Without ink, pen and printer are useless: Lecture Nov 5 in Kelowna

Ink "…is a miraculous invention that really goes to the heart of our culture."

Do you think of ink?

For as many books, magazines, and newspapers that you have read, you may never have asked yourself about the social life of ink.

And that’s where Ted Bishop, an internationally recognized author and academic, is different from the rest of us.

In his role as a professor of English literature and film studies at the University of Alberta, Bishop is known for “poring over stains on paper made by some of the greatest minds in literature” (to borrow words from his publisher). Recently, though, the Edmonton-based Bishop started to contemplate the ink itself. And a forthcoming book, The Social Life of Ink: Culture, Wonder And Our Relationship With The Written Word, will reveal the discoveries he has made along a route that traverses thousands of years, continents, cultures and technologies.

He’ll be reading from the soon-to-be-released book, being published by Penguin Random House Canada, at a presentation at Okanagan College’s Kelowna campus on Nov. 5 at 7 p.m., as part of a week-long College initiative to highlight authors, scholarly and creative activity, and research.

“We take ink for granted,” says Bishop. “Unless the pen or the printer runs out of it.

“But this is a miraculous invention that really goes to the heart of our culture.

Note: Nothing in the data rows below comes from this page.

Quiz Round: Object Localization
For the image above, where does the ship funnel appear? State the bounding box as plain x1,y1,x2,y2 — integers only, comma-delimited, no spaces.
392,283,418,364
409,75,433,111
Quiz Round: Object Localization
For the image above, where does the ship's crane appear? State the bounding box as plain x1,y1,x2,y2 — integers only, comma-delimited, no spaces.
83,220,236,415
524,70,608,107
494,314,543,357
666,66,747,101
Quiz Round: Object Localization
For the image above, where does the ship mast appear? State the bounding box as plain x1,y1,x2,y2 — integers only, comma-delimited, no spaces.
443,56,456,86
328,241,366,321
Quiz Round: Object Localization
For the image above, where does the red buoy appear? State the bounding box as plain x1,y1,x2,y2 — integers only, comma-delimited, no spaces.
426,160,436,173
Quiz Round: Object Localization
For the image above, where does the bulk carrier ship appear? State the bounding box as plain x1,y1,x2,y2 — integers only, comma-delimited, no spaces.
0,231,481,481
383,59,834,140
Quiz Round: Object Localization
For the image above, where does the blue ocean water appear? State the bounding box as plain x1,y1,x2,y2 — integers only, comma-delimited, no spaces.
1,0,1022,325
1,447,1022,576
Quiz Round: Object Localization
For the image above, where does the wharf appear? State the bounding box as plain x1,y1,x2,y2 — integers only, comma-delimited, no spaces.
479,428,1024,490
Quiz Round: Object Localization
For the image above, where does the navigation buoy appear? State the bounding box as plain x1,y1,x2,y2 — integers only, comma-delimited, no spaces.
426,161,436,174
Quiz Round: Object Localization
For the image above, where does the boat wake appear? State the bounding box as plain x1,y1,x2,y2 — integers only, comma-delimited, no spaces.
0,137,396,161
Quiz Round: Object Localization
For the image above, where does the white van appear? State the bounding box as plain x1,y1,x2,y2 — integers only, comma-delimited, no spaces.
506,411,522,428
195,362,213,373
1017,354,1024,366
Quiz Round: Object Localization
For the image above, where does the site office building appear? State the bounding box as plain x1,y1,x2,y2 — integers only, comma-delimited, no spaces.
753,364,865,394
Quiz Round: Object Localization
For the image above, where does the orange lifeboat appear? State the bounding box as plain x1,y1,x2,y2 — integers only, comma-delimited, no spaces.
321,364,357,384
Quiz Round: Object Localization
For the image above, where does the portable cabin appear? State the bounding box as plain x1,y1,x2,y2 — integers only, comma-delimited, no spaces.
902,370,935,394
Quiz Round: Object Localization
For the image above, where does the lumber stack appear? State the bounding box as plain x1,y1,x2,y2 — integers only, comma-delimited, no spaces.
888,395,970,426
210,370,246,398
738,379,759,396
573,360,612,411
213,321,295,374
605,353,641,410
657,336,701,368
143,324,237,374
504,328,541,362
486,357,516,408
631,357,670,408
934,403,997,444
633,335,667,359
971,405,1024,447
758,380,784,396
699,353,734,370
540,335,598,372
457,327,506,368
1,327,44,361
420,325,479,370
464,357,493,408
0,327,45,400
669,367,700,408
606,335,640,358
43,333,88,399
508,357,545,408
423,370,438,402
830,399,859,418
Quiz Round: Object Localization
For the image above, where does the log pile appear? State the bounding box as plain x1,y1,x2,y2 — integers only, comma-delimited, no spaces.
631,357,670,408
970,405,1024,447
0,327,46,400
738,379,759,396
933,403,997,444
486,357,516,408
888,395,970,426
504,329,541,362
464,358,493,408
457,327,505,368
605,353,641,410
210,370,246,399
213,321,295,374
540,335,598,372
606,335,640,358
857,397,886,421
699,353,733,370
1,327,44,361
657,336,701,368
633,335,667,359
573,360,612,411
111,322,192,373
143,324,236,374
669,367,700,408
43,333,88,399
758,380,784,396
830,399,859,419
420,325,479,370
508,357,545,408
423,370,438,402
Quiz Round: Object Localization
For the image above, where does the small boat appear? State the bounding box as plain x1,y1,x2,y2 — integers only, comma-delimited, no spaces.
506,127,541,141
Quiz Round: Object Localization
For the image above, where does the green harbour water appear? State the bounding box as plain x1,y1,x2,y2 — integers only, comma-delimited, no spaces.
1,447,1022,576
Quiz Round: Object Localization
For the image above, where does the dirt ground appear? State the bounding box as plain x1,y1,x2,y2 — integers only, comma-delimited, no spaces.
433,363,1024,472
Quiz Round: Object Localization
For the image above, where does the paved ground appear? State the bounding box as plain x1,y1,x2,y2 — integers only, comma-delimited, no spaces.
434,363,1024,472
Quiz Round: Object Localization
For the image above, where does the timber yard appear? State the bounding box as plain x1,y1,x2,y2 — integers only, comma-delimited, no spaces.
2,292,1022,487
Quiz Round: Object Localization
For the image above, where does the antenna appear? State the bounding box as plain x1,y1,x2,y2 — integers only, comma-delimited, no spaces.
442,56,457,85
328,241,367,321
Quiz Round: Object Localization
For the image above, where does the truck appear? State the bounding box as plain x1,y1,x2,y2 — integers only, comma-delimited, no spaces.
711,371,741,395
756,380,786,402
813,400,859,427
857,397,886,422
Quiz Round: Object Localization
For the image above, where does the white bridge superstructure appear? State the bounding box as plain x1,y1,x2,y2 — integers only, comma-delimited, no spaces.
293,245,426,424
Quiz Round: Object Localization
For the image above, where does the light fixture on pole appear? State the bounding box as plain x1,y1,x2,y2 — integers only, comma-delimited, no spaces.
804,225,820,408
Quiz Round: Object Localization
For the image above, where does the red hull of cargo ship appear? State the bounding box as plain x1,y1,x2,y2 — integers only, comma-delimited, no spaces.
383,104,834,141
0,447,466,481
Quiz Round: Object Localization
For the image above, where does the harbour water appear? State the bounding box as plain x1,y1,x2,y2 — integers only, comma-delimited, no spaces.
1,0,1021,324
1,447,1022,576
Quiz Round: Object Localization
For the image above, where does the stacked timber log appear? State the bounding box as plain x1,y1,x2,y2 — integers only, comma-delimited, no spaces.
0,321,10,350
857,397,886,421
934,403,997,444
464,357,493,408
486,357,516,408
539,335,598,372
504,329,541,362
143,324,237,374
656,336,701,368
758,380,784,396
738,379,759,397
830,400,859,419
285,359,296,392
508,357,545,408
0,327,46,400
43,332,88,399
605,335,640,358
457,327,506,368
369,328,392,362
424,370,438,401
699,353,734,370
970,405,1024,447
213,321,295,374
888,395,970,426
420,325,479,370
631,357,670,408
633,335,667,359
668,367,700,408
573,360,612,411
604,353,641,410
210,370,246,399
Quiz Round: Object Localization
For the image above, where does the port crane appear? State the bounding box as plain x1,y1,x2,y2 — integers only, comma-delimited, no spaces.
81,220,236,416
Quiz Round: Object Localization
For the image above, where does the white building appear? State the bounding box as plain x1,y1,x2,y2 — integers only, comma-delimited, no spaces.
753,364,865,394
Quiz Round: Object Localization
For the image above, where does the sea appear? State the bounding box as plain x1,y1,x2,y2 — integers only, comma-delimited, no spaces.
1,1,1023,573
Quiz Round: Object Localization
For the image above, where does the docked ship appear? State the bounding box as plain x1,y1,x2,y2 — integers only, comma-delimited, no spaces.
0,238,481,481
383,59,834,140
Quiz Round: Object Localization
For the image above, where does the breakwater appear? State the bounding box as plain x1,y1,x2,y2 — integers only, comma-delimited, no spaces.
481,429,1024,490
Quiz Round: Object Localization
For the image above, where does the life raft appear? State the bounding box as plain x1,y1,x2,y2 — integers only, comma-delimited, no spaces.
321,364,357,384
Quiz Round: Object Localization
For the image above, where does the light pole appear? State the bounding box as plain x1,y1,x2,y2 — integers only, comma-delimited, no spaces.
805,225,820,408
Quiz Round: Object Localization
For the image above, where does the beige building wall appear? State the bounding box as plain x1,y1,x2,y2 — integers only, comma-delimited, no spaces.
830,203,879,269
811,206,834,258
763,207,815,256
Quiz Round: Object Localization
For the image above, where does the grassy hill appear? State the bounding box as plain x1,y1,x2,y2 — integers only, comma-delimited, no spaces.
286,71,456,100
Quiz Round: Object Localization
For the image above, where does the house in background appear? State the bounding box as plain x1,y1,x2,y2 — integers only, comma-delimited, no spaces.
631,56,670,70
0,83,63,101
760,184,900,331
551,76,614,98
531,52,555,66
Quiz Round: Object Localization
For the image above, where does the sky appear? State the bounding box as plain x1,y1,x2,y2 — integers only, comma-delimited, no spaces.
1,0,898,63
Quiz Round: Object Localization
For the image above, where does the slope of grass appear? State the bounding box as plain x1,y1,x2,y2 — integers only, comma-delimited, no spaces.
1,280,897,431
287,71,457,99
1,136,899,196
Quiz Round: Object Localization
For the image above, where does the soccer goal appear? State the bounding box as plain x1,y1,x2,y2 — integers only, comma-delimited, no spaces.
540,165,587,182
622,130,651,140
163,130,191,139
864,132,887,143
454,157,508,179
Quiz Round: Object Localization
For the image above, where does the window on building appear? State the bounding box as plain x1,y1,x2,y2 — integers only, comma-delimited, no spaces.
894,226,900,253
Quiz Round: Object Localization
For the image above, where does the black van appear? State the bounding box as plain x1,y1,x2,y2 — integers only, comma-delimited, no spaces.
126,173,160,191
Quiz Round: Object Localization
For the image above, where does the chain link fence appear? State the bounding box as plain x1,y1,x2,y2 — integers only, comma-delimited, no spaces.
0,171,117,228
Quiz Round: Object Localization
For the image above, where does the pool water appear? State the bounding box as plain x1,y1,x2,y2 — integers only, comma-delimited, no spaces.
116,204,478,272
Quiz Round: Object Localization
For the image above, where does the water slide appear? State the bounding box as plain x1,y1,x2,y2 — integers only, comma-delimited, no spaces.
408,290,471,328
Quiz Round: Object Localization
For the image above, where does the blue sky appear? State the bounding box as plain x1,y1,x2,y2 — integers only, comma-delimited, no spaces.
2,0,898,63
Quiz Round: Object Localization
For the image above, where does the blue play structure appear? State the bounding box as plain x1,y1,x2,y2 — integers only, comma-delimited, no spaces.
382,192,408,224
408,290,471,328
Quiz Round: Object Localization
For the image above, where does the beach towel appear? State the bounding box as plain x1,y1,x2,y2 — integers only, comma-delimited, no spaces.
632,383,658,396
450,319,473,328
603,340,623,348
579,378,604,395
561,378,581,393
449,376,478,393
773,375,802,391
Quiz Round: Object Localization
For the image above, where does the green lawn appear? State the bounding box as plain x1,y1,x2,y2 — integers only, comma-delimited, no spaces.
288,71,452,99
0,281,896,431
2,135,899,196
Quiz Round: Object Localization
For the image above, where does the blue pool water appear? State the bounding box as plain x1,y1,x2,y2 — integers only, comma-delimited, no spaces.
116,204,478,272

There are countless fascinating aspects to this ubiquitous substance – I found myself enthralled as I researched the topic.”

Bishop has a pedigree that promises a rewarding read. He had published on Virginia Woolf, James Joyce and modernist publishing but, after a motorcycle crash in which he broke his back and collapsed his lungs, he wrote his first cross-over book: Riding with Rilke, an account of a motorcycle ride from Edmonton to Austin, Texas to work in the James Joyce archives at the Harry Ransom Center.

The book garnered a Governor-General’s award nomination in Canada, and 11 words of praise in Playboy magazine in the U.S. (You can read more about Bishop at tedbishop.com.)

“Ted is a highlight of our week of focusing on authors, scholarly and creative activity and research,” explains Ross Tyner, Okanagan College’s Director of Library Services. “We invited him to come to read from his forthcoming book because he bridges the gap between the academic world and popular literature. His first book was a fascinating read and I expect this work will be too.”

The week-long celebration at the College features many of the institution’s own faculty and staff who are accomplished and nationally known for their books, novels, articles and research, explains Tyner.

“We have organized an entire series of presentations and lectures that span the region and an array of topic areas, as well as displays of OC authors’ work in each OC campus library.”

All are open to the public – a complete list can be found online at Okanagan.bc.ca/ocauthors2014.